The portrait was done around the time of Anne Boleyn's execution, in the midst of the dissolution of the monasteries and before Henry's long-awaited son was born. The king's figure and magnificent apparel are proof of his authority. But Holbein's portrait is not flattering; Henry appears guarded and suspicious, and quite unapproachable. This portrait is part of the Thyssen-Bornemisza collection.


Henry VIII: ca 1536


Henry VIII, ca 1536, after Hans Holbein the Younger. This portrait is a copy of the Holbein portrait above. It is held by the NPG, London.


Whitehall Mural


In 1537, Henry commissioned Hans Holbein the Younger to create a mural of the Tudor dynasty to commemorate the birth of his son and heir, Edward. It was the only mural which Holbein made in England. It originally occupied an entire wall in Whitehall Palace, which had been designated the official residence of the monarch just a year earlier. The mural was destroyed during a palace fire in 1698. Luckily, King Charles II had already commissioned a small copy thirty years before by the Flemish artist van Leemput.

The mural features Henry standing before (and dwarfing) the figure of his father, King Henry VII. On the other side, Jane Seymour, Henry's third wife and the mother of his son, stands before Elizabeth of York. If we accept Leemput's copy as a faithful reproduction, the main alteration Holbein made from the sketch to the mural is making Henry VIII face the viewer directly. In the sketch, he is shown three-quarter face, like the other figures. The alteration to full-face gives Henry an even more commanding presence. The influence of the mural upon subsequent portraits of Henry cannot be overestimated.


Henry VIII and the Barber Surgeons


Henry VIII and the Barber-Surgeons, 1540, by Hans Holbein the Younger. This painting was commissioned by the Barber-surgeons.


Henry VIII: ca 1540


Henry VIII, ca 1540, after Hans Holbein the Younger. This portrait is often mistakenly attributed to Holbein. There are actually very few portraits of Henry VIII which can be attributed to Holbein with complete certainty. Those portraits, however, were impressive enough to influence all other artists who painted the king. And so most of Henry VIII's portraits appear Holbein-esque even when they were not actually painted by Holbein. Consider this portrait - the figure of Henry is clearly derivative of the Holbein mural above. The king faces us directly, one hand clutching a glove and the other resting above a jeweled sword.

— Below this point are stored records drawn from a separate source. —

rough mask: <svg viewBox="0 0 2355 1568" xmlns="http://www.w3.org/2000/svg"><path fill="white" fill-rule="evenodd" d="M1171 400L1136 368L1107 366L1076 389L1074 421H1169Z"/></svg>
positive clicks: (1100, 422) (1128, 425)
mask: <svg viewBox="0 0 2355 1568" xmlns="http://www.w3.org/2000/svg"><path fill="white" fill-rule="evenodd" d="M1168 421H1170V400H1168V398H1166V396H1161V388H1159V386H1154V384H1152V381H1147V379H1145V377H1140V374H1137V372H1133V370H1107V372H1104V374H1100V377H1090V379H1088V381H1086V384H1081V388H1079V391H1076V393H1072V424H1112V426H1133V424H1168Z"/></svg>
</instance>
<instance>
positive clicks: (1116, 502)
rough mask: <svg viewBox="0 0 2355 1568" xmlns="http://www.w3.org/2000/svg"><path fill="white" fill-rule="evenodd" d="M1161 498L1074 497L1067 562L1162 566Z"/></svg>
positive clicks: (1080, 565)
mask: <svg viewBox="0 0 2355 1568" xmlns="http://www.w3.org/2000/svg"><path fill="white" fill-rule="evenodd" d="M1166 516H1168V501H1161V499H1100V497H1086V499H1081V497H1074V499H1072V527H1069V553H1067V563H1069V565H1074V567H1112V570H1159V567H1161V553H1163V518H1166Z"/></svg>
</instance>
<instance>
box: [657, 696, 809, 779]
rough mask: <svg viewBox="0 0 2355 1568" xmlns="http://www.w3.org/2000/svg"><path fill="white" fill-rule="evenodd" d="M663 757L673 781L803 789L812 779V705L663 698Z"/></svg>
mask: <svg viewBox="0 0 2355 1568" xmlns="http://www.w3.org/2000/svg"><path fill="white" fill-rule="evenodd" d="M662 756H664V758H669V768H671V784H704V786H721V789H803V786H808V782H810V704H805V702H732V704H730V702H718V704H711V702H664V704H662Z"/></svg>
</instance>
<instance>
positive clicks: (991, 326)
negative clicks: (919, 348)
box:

The rings on his fingers are similar as well; the most obvious difference is the color of his sleeves. This portrait can be viewed at the Galleria Nazionale d'Arte Antica in Rome.


Henry VIII: ca 1540


Henry VIII, ca 1540, after Hans Holbein the Younger. This full-length portrait of the king (once again, we have the familiar Holbein pose of one hand clutching a glove and the other resting above a jeweled sword) is part of the Royal Collection.


Henry VIII: ca 1540


Henry VIII, ca 1540, after Hans Holbein the Younger. This is another anonymous portrait clearly inspired by Holbein's work.


Henry VIII: ca 1542


Henry VIII, ca 1542, unknown artist. This portrait is most remarkable, I think, in its depiction of Henry's apparel. It is quite different from most portraits of the king. The jewelry, lavish embroidery, and fur are proof of Henry's great wealth and authority. It was painted during his brief marriage to his fifth wife, Catherine Howard. It can be viewed at the NPG, London.


Henry VIII: ca 1545


Henry VIII, ca 1545, by Hans Eworth. This full-length portrait borrows much from Holbein's iconic portrayal of Henry; the king stands in the familiar pose (yet again, we have one hand clutching a glove and the other resting above a jeweled sword.) Eworth was the favorite court painter of Henry's daughter, Queen Mary I.


Henry VIII in Old Age


Henry VIII in old age. This anonymous engraving is an unattractive but accurate portrayal of Henry in his mid-50s.


Battle of the Spurs: 1513


The Battle of the Spurs, 1513. This is a cropped detail from the painting which commemorates an English victory against France. It was during this campaign that Henry's close friendship with Cardinal Thomas Wolsey began. Henry's figure is in the center, accepting the surrender of a French Lord.